ISSUED: 30 January 2024
MEDIA CONTACT: Cecelia Mason
SHEPHERDSTOWN, WV — Shepherd University’s Center for Appalachian Studies and Communities, partnering with Shepherd’s Office of Diversity and Equity and Four Seasons Books, will present author Crystal Wilkinson on Thursday, February 15, at 6:30 p.m. at the Robert C. Byrd Center for Congressional History and Education auditorium.

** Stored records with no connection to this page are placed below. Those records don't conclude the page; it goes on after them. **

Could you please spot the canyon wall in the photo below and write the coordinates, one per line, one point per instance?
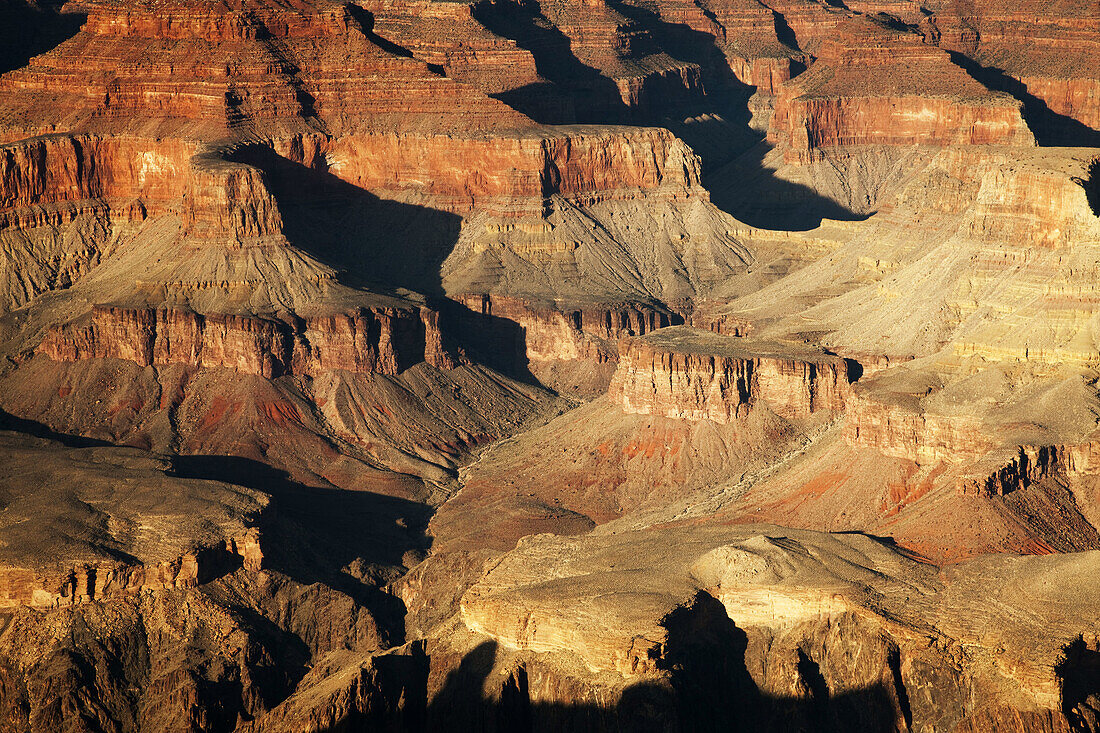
(691, 375)
(382, 340)
(52, 589)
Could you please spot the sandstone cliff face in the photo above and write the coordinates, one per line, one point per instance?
(691, 375)
(774, 623)
(22, 587)
(1026, 50)
(384, 341)
(865, 89)
(922, 437)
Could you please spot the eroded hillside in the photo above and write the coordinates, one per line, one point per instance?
(538, 365)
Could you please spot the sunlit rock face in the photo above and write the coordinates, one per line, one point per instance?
(595, 365)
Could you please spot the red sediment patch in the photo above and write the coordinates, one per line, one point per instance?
(281, 413)
(218, 411)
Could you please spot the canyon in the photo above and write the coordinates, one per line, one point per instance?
(529, 365)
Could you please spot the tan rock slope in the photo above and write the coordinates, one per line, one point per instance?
(539, 365)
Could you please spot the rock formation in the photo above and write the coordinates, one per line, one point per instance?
(534, 365)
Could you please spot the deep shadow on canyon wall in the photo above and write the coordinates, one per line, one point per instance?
(707, 688)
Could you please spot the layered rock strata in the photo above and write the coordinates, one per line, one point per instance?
(695, 375)
(384, 341)
(98, 523)
(873, 87)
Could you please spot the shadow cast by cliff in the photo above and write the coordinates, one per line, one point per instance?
(706, 687)
(347, 539)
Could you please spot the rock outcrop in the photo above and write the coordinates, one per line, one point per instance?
(384, 341)
(873, 87)
(692, 374)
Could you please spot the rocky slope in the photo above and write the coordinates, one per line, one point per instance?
(493, 365)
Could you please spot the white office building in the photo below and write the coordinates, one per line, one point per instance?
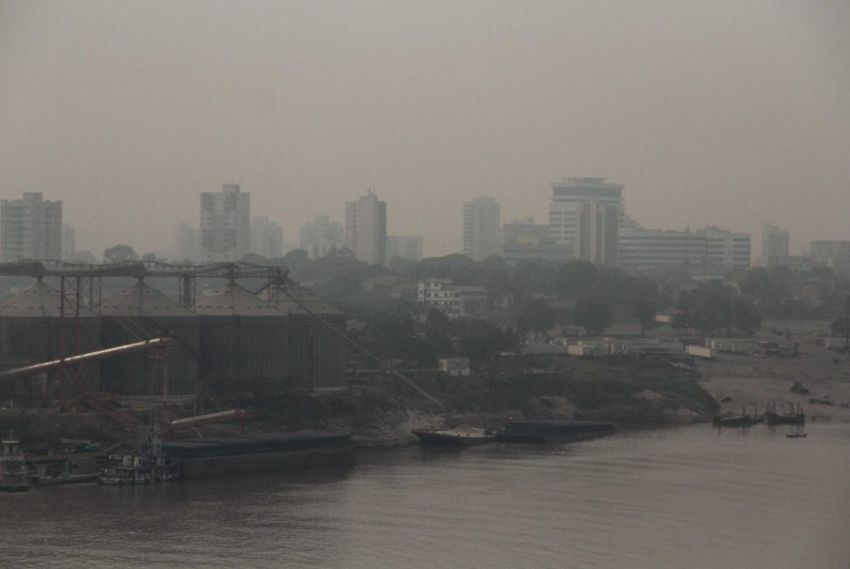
(584, 215)
(366, 228)
(482, 235)
(705, 249)
(30, 228)
(266, 238)
(225, 224)
(455, 301)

Wilkinson will talk about her new book “Praisesong for the Kitchen Ghosts: Stories and Recipes from Five Generations of Black Country Cooks.” The program is free and open to the public.
“Praisesong for the Kitchen Ghosts” is described on Amazon as “A lyrical culinary journey that explores the hidden legacy of Black Appalachians, through powerful storytelling alongside nearly 40 comforting recipes, from the former poet laureate of Kentucky.” In the book, Wilkinson pays homage to the culinary talent of her ancestors—her kitchen ghosts—five generations of Black women who settled in Appalachia and made a life, a legacy, and a cuisine.
A recent fellowship recipient of the Academy of American Poets, Wilkinson is an award-winning author of the poetry collection “Perfect Black” and three works of fiction, “The Birds of Opulence,” “Water Street,” and “Blackberries, Blackberries.” Wilkinson is the recipient of an NAACP Image Award for Outstanding Poetry, an O. Henry Prize, a USA Artists Fellowship, an Ernest J. Gaines Prize for Literary Excellence, and a West Virginia Humanities Council Appalachia Heritage Writers Award.
A former poet laureate of Kentucky, Wilkinson’s short stories, poems, and essays have appeared in journals and anthologies across the country, and she is featured in Shepherd’s “Anthology of Appalachian Writers Crystal Wilkinson Volume.” She is the Bush-Holbrook Professor of English at the University of Kentucky. Wilkinson was the 2020 Appalachian Heritage Writer-in-Residence and One Book One West Virginia author.